Quotidiano Donna e le sfide del movimento femminista

Donne senza veline / Elisa Salvati - In Donne senza veline l'autrice Elisa Salvati ci restituisce le vicende legate ad una esperienza editoriale breve, ma molto significativa e densa di contenuti

Rosanna Marcodoppido Domenica, 19/05/2013 - Articolo pubblicato nel mensile NoiDonne di Maggio 2013

La Storia che mette al centro il protagonismo delle donne appare sempre più un pozzo senza fondo, così come le ricostruzioni del recente passato, dove la memoria spezzettata in mille gesti e soggetti aspetta impaziente di farsi narrazione storica. Donne senza veline di Elisa Salvati (Teseo editore) non fa eccezione e non di rado ti stupisce con informazioni nuove e figure sconosciute o dimenticate. L’autrice, con un paziente lavoro di ricerca, ci restituisce le vicende legate ad una esperienza editoriale breve, ma molto significativa e densa di contenuti, collocandola nel contesto in cui nacque e si sviluppò.

Quotidiano Donna viene pubblicato per la prima volta a Roma il 6 maggio del 1978 come supplemento politicamente autonomo del Quotidiano dei Lavoratori. Dopo mesi di incontri il primo nucleo della redazione formato da Marina Pivetta, allora giornalista del QdL, Emanuela Moroli e Chantal Personé dà vita al primo numero del giornale. La collocazione della redazione è molto significativa: siamo in via del Governo vecchio, a palazzo Nardini, occupato nel ‘76 dal Movimento di liberazione della donna (Mld) e divenuto presto il simbolo del femminismo romano. La novità è rappresentata, rispetto ai femminili di allora, non solo dai contenuti che risultano essere espressione diretta di riflessioni ed esperienze dei collettivi femministi, ma anche dalla ferma volontà di rifiutare una comunicazione autoritaria per realizzare una interlocuzione il più possibile orizzontale. Il 16 dicembre del ‘78 cessa di essere un supplemento per diventare un giornale completamente autogestito. Nel leggere le pagine di questo libro si ripercorre l’atmosfera di quegli anni, le utopie, i desideri, il bisogno di dirsi di ciascuna, la necessità di nominare un noi (testi scritti collettivamente), la paura di questo noi visto come cancellazione del sé (nessuna poteva parlare a nome delle altre), ma anche il desiderio di costruire una elaborazione teorica capace di andare al di là dell’esperienza soggettiva.

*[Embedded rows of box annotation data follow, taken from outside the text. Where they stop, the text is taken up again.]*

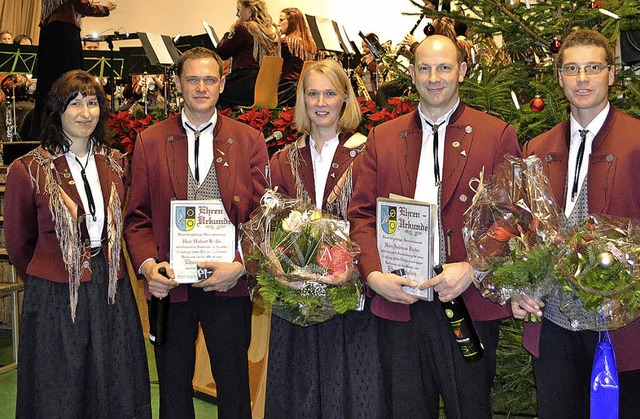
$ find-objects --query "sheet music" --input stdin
[144,33,173,65]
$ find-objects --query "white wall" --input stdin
[82,0,428,50]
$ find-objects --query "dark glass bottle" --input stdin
[433,265,484,362]
[149,267,171,346]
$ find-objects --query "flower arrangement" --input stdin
[556,215,640,330]
[463,156,565,306]
[242,190,362,326]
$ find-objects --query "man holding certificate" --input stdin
[349,35,520,418]
[125,47,269,418]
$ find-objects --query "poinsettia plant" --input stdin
[107,98,417,153]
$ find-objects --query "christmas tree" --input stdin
[392,0,640,415]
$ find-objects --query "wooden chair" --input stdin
[240,56,283,109]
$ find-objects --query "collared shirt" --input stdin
[309,135,340,209]
[64,149,104,247]
[564,103,611,217]
[181,111,218,183]
[413,99,460,263]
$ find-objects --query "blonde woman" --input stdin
[217,0,280,109]
[265,60,388,418]
[278,7,318,106]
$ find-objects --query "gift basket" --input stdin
[242,190,362,326]
[556,215,640,330]
[463,155,565,304]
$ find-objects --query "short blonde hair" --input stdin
[295,59,362,134]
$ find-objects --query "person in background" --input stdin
[356,33,383,100]
[217,0,280,109]
[511,29,640,419]
[349,35,520,418]
[13,34,33,45]
[265,60,388,418]
[28,0,116,139]
[0,31,13,44]
[278,7,318,107]
[82,39,100,51]
[125,47,269,418]
[4,70,151,418]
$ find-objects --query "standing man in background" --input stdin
[28,0,116,140]
[349,35,520,419]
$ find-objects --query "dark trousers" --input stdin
[378,300,499,419]
[155,287,251,419]
[27,22,82,140]
[533,319,640,419]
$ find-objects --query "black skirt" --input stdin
[265,305,389,419]
[16,253,151,418]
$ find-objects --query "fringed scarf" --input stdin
[284,35,316,61]
[42,0,66,20]
[288,134,364,220]
[242,21,280,64]
[28,147,123,322]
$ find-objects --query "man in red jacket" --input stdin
[511,30,640,418]
[349,35,520,418]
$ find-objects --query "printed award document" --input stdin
[376,195,438,301]
[169,199,236,283]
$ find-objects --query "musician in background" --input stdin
[217,0,280,109]
[278,7,318,107]
[28,0,116,139]
[0,31,13,44]
[356,33,380,99]
[13,34,33,45]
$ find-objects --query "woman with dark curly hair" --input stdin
[216,0,280,109]
[4,70,151,418]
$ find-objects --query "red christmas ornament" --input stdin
[424,22,436,36]
[549,36,562,54]
[529,95,546,113]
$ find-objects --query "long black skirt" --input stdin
[16,253,151,418]
[265,305,388,419]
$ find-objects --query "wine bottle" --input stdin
[433,265,484,362]
[149,267,171,346]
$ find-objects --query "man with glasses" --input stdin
[511,30,640,419]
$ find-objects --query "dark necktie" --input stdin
[74,150,96,221]
[571,129,589,202]
[185,122,213,184]
[424,119,444,185]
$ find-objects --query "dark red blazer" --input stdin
[349,103,520,321]
[4,148,129,282]
[271,133,366,216]
[523,107,640,371]
[124,113,269,302]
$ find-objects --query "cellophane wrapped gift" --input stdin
[463,155,565,304]
[242,190,362,326]
[556,214,640,330]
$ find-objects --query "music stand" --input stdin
[0,44,38,141]
[138,32,181,115]
[306,15,347,53]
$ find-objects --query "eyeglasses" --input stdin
[559,64,611,76]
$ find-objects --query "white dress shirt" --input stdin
[413,99,460,264]
[309,135,340,209]
[181,111,218,184]
[64,147,104,247]
[564,103,610,217]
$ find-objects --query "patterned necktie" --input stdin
[424,119,444,186]
[185,122,213,184]
[571,129,589,202]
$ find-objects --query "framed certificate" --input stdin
[169,199,236,283]
[376,196,438,301]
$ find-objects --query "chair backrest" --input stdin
[253,56,283,109]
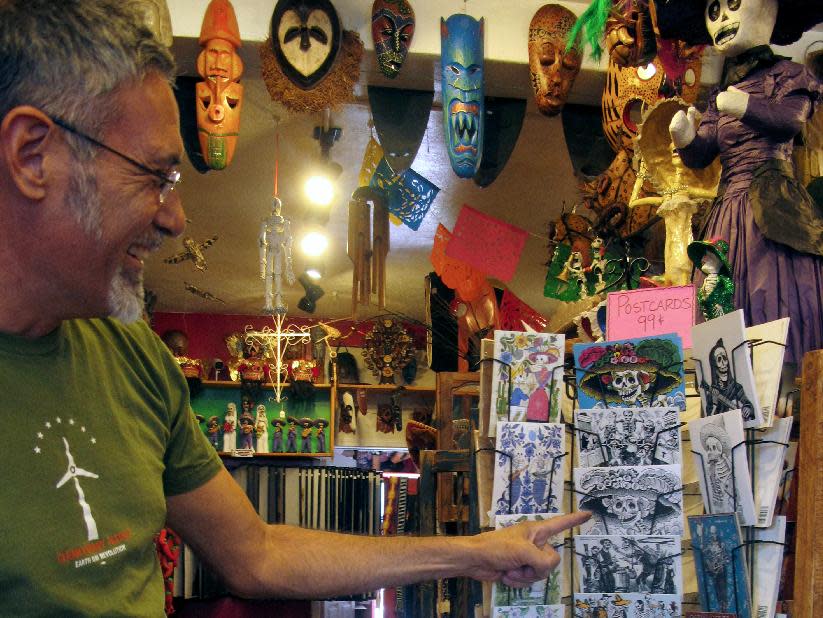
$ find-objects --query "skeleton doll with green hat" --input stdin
[687,238,734,320]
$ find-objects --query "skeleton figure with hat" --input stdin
[656,0,823,362]
[688,238,734,320]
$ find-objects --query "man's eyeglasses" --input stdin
[49,116,180,204]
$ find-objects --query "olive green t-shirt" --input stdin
[0,319,222,616]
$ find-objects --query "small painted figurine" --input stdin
[688,238,734,320]
[286,419,297,453]
[271,418,286,453]
[223,403,237,453]
[240,412,254,451]
[314,418,329,453]
[299,418,314,453]
[259,197,294,314]
[206,416,220,449]
[254,403,269,453]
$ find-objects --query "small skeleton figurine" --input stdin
[271,418,286,453]
[206,416,220,449]
[314,418,329,453]
[223,402,237,453]
[688,238,734,320]
[260,197,294,314]
[254,403,269,453]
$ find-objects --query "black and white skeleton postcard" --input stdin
[689,410,756,526]
[574,408,681,468]
[692,310,763,429]
[574,535,683,595]
[572,592,683,618]
[574,466,683,535]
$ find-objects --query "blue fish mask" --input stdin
[440,14,485,178]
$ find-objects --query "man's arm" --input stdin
[166,470,589,599]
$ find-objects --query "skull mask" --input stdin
[529,4,583,116]
[705,0,777,56]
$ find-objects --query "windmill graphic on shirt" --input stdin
[56,437,100,541]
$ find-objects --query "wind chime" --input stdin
[348,187,389,318]
[245,135,311,403]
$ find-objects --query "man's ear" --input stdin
[0,105,55,200]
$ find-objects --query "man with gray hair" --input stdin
[0,0,587,616]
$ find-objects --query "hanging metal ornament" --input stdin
[371,0,414,79]
[440,13,485,178]
[271,0,343,90]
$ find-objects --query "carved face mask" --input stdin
[529,4,583,116]
[440,14,485,178]
[371,0,414,78]
[271,0,343,90]
[195,0,243,170]
[705,0,777,56]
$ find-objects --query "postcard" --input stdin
[689,410,757,526]
[751,417,793,528]
[492,605,566,618]
[492,422,566,515]
[752,515,786,618]
[572,592,682,618]
[491,330,565,422]
[692,310,763,429]
[573,334,686,410]
[492,513,567,616]
[746,318,789,427]
[574,408,681,468]
[688,513,752,617]
[574,535,683,595]
[574,466,683,535]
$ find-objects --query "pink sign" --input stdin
[446,204,527,281]
[606,285,697,348]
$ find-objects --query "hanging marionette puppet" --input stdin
[657,0,823,363]
[195,0,243,170]
[440,13,485,178]
[260,197,294,315]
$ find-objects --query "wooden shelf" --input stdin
[203,380,331,388]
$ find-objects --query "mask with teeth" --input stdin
[705,0,777,56]
[371,0,414,78]
[440,14,485,178]
[529,4,583,116]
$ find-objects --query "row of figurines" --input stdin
[195,400,329,453]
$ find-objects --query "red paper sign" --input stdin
[606,285,696,348]
[446,204,527,281]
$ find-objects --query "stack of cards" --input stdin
[574,335,686,617]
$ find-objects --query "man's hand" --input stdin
[717,86,749,119]
[669,107,698,148]
[466,511,591,588]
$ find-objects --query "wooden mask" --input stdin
[195,0,243,170]
[271,0,343,90]
[371,0,414,78]
[440,13,485,178]
[529,4,583,116]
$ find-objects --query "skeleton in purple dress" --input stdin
[670,0,823,362]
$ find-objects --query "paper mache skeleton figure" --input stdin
[223,403,237,453]
[700,423,739,513]
[700,338,755,422]
[688,238,734,320]
[259,197,295,314]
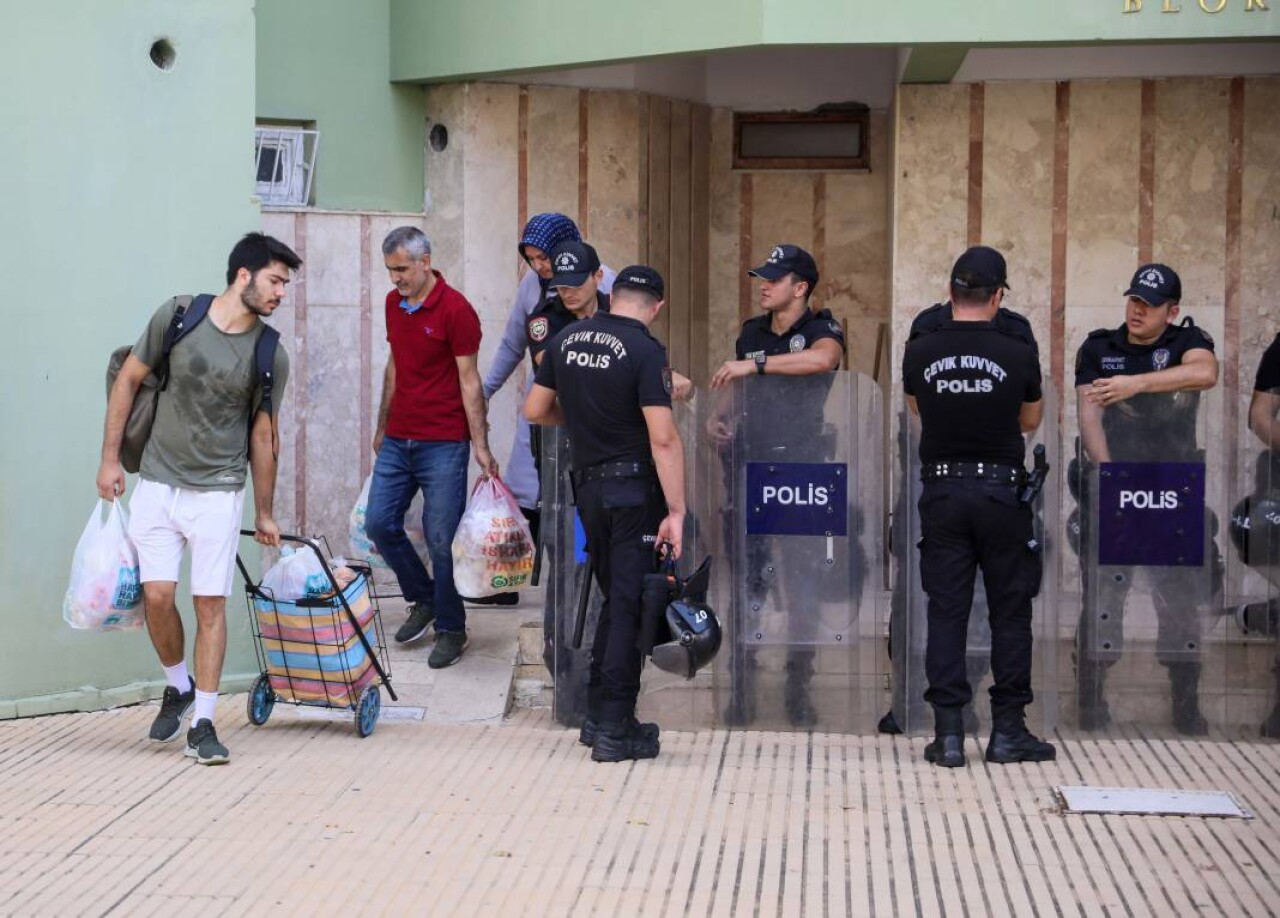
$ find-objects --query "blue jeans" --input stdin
[365,437,471,631]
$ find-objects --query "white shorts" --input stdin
[129,479,244,597]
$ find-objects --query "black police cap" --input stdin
[613,265,667,300]
[550,239,600,287]
[748,242,818,289]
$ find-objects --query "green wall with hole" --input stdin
[0,0,260,717]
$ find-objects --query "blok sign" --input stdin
[1098,462,1204,567]
[746,462,849,536]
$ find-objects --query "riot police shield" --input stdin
[1062,378,1239,736]
[879,385,1062,735]
[536,402,710,729]
[1222,389,1280,739]
[699,371,883,732]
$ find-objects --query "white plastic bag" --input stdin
[262,548,333,602]
[347,475,428,570]
[453,478,534,598]
[63,499,145,631]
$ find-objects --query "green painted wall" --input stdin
[257,0,424,213]
[0,0,259,717]
[390,0,1280,81]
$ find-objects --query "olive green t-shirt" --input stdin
[133,298,289,490]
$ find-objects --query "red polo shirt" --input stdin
[387,271,480,440]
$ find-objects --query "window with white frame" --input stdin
[253,124,320,206]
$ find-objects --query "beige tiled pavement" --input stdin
[0,695,1280,917]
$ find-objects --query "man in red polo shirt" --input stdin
[365,227,498,670]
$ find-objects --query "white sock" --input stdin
[164,659,191,693]
[191,689,218,726]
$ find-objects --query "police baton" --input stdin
[570,551,595,650]
[1018,443,1048,507]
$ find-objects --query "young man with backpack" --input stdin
[97,233,302,764]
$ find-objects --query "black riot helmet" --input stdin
[1229,494,1280,567]
[653,556,723,679]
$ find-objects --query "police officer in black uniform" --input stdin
[1075,264,1217,736]
[710,243,845,727]
[525,239,609,369]
[902,246,1056,768]
[525,265,685,762]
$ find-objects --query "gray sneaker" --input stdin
[426,631,467,670]
[186,718,232,764]
[150,681,196,743]
[396,603,435,644]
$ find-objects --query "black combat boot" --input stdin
[1167,663,1208,736]
[783,650,818,729]
[591,718,662,762]
[987,704,1057,764]
[1258,664,1280,740]
[1075,659,1111,730]
[924,704,964,768]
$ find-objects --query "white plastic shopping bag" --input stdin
[262,548,333,602]
[347,475,428,568]
[453,476,534,598]
[63,499,143,631]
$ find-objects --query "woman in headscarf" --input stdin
[484,214,616,604]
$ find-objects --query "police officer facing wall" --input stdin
[710,245,845,727]
[525,265,685,762]
[1075,264,1217,735]
[902,246,1056,768]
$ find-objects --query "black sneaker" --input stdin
[187,718,232,764]
[591,722,662,762]
[426,631,467,670]
[150,677,196,743]
[577,717,659,746]
[396,603,435,644]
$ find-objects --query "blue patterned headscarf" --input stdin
[520,214,582,266]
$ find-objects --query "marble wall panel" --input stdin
[1152,79,1230,311]
[1066,79,1142,308]
[1239,77,1280,389]
[300,214,360,306]
[892,86,969,381]
[982,82,1056,350]
[463,83,520,486]
[696,109,741,371]
[300,306,366,553]
[586,92,648,268]
[422,85,471,287]
[517,86,580,232]
[818,111,890,321]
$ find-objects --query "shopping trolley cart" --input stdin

Intanto alla fine del ‘79 iniziano a nascere redazioni in altre città. Le donne parlano in prima persona di sé, della propria vita riattraversata col sapere guadagnato con la pratica dell’autocoscienza. Si parla di salute, contraccezione, aborto, lavoro, di eterosessualità e lesbismo, di violenza contro le donne in ogni sua forma.

Mi sento di ringraziare l’autrice di questo interessante libro, difficilmente sintetizzabile per le tante informazioni, considerazioni e ricostruzioni che contiene. Ne consiglio vivamente la lettura non solo per meglio capire l’esperienza politica di una parte del movimento delle donne nel passaggio dagli anni Settanta agli Ottanta, ma anche perché alcuni problemi e nodi politici sono drammaticamente attuali e chiedono ancora una responsabilità politica collettiva.